The opposite of poverty is not wealth. The opposite of poverty is justice.

This is the mantra I carry with me in all my stories. My stories are those which no capitalist is prepared to hear. The story of our hard-to-place foster children—“The At-Risk”—the story of our invisible poor. If we tell this story, the inevitable result will be things unsaid, our oppression, a dangerous reverberating silence, a compulsion to reveal the truth.

To think of them is to think of survivors of economic violence, is to think of rape and crap neighborhoods and injustice and statistics. An endless cataloging of losses, gains, skirmishes, tuberculosis, detention centers, scabies, crabs, lice, roaches, hot plates, subsidized housing, laborers, people clambering into the backs of trucks and hiding under blankets, children lying stiff against the tops of trains, garment workers, sweatshops, windowless sweat-filled rooms, a type of violence to which we try to close our minds.

We do not want to think of them because of what it tells us about us. Our dehumanization of the invisible then is indivisible from our dehumanization of ourselves, or our own implication in the dehumanization of others.

I grew up in a system heavy with rules and governing. Whether it be in group homes or with foster parents, I still had to go to court every six months to have my fate determined, guarding my heart along the way, and because of this I am keenly aware of the privilege that comes with expressing anger. I’m forty-years-old and long out of foster care, but anger is still an emotion I have difficulty accessing or expressing for fear of being abandoned by people to whom I’ve grown attached. Or, in the case of writing, losing access to opportunities. All this said the best way I know to combat economic violence is to name it. To give it a name and call it out every time, but not to have this same expectation of writers who are more disenfranchised than myself. I know they may not afford that privilege, but I can try to develop a secure enough environment for them to not only participate in the dialogue, but also help shape the dialogue. That means not just turning to people who are in economic hardship as subject but to engage them in the decision-making processes of an organization.
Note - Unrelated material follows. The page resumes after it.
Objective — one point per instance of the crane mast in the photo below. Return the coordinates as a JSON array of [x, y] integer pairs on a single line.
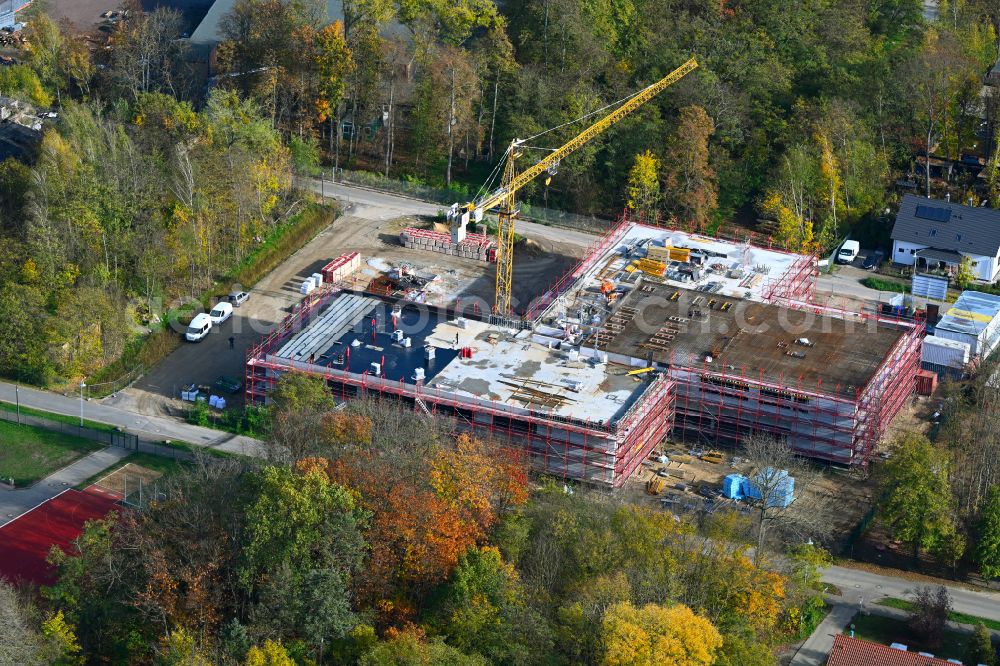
[[504, 198]]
This is why I so appreciate the work we’ve been able to do at the Economic Hardship Reporting Project (EHRP). We work with new and established writers who report on issues of economic hardship. We help them find a home for their work and pay each writer a top-tier rate. But also, when there is a shift in our political climate, we hop on the phone with contributors all over the country to get their input on pieces that they want to write and place, a process that puts our writers in more of an editorial decision-making position. This is the key to building meaningful relationships with a diverse demographic. It’s also important that this narrative cross mediums and genres, not just newspapers, but also literary journals, not just print journals, but also online. Not just investigative reporting, but features, not just features, but lyrical essays, not just essays, but poems and short stories and podcasts and documentaries and graphic texts. Simply, because our eyes and ears and feet and hands and bodies have been compromised in all sorts of ways, and it will take that many more ways to liberate them.
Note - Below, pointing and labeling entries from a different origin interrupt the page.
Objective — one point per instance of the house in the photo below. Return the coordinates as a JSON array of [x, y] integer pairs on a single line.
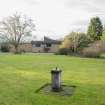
[[46, 45]]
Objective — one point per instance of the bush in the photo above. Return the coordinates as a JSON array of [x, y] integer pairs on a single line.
[[5, 48], [91, 52], [63, 51]]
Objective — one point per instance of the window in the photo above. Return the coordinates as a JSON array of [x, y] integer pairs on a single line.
[[48, 45], [38, 45]]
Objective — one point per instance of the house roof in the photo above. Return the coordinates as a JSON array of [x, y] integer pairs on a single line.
[[46, 40]]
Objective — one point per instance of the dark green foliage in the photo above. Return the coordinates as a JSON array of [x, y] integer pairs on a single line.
[[95, 28], [63, 51], [5, 48]]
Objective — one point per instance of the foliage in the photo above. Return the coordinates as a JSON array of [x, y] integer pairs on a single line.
[[91, 52], [5, 48], [75, 41], [95, 28], [95, 49], [63, 51], [15, 29]]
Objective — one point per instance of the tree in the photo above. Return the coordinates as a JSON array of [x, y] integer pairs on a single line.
[[14, 29], [95, 28], [75, 41]]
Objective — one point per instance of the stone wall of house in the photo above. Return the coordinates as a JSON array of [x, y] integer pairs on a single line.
[[38, 49], [28, 47], [54, 48]]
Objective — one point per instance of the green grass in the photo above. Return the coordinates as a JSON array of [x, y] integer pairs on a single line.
[[21, 75]]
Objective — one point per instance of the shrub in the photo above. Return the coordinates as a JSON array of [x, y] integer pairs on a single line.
[[91, 52], [75, 42], [5, 48], [63, 51]]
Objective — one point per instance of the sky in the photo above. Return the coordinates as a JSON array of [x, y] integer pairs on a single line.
[[55, 18]]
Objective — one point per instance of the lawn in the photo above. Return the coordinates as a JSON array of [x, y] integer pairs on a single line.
[[21, 75]]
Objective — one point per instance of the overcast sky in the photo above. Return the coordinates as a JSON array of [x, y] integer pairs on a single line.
[[55, 18]]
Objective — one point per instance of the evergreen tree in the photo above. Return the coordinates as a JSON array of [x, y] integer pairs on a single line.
[[95, 28]]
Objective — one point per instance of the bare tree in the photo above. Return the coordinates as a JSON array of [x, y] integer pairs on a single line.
[[14, 29]]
The dominant narrative does not belong to the majority; the dominant narrative right now is about self-regulation and individualism. It perpetuates powerlessness and we need to take that megaphone away from that braindead guy, stat. The people who are sharing their narrative ought to also be the people who are shaping the narrative.

This is not just about engaging certain demographics for themed issues or traipsing out the diversity when the funders come out. There’s nothing worse than being invited to some fancy dinner to talk about poverty. This is about long-term meaningful engagement; this is about shifting the way things are done. Business-as-usual has gotten us into this mess, and it is going to take every radical thought to get us out of this mess. Integration is not radical, integration is common sense.
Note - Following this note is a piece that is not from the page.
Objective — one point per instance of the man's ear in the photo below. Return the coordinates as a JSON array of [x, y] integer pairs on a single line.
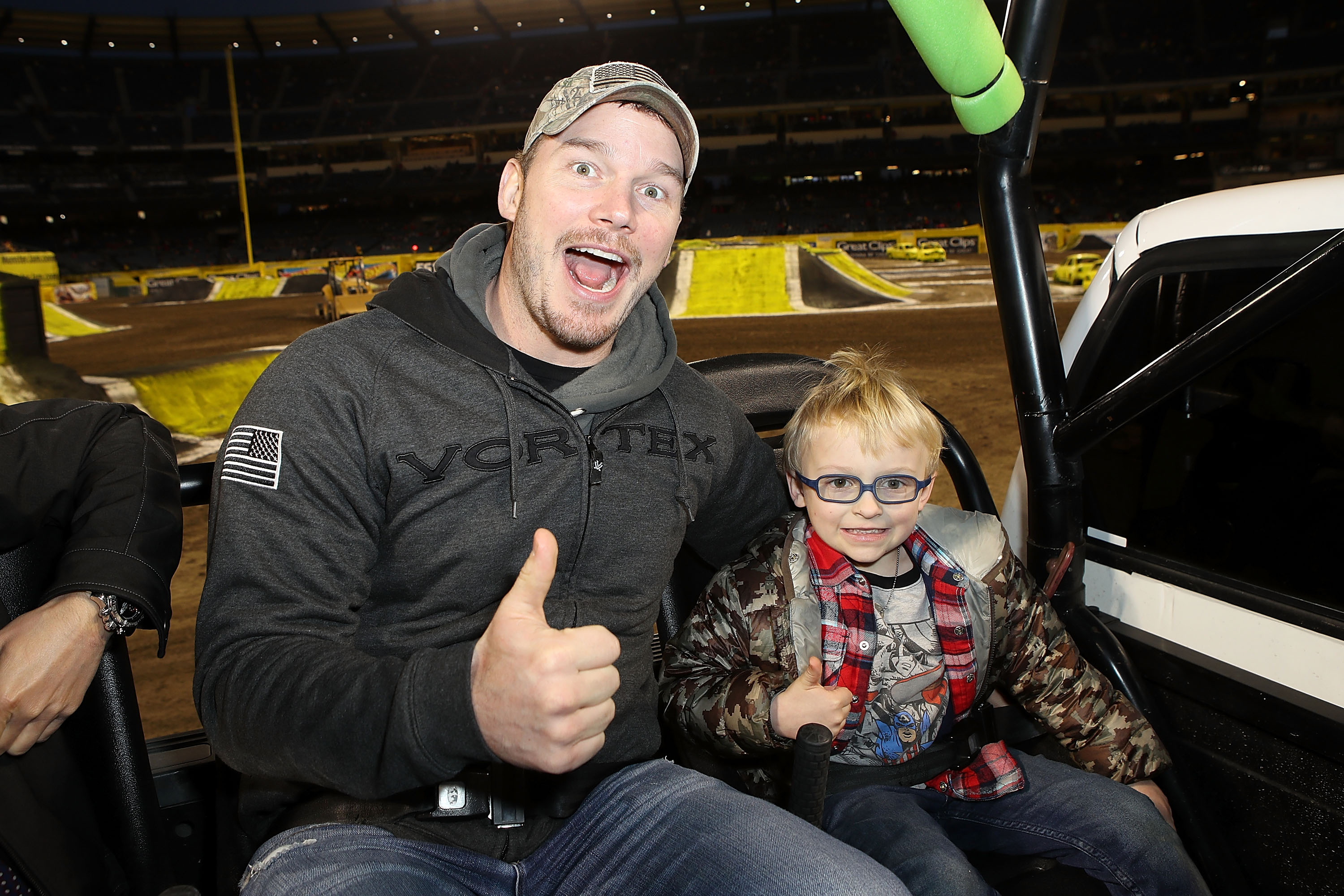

So those who hold the privilege and control the decision-making process need to push until they’re bordering on discomfort, and then they will know they’re headed in the right direction.


melissachadburn_bio2MELISSA CHADBURN has written for Guernica, Buzzfeed, Poets & Writers, Salon, American Public Media’s Marketplace, Al Jazeera America, and dozens other places. She is a fellow for The Economic Hardship Reporting Project. Her essay, “The Throwaways,” received notable mention in Best American Essays and Best American Nonrequired Reading. Her debut novel, A Tiny Upward Shove, is forthcoming with Farrar Straus and Giroux in spring of 2017. ☆ Judge Bronwen Dickey selected “The Readiness Assessment,” as second runner-up of Proximity’s 2016 Narrative Journalism Prize.

This is the second installment in a series on race, gender, intersectionality, and literary responsibility. “An Editorial Roundtable,” our first installment, was published on February 13th. Brief Essays by Purvi Shah and Jael Richardson, among others, will be posted over the coming week. We encourage you to share this series and join the conversation in the comments section of each post. All published posts within the series can be found here.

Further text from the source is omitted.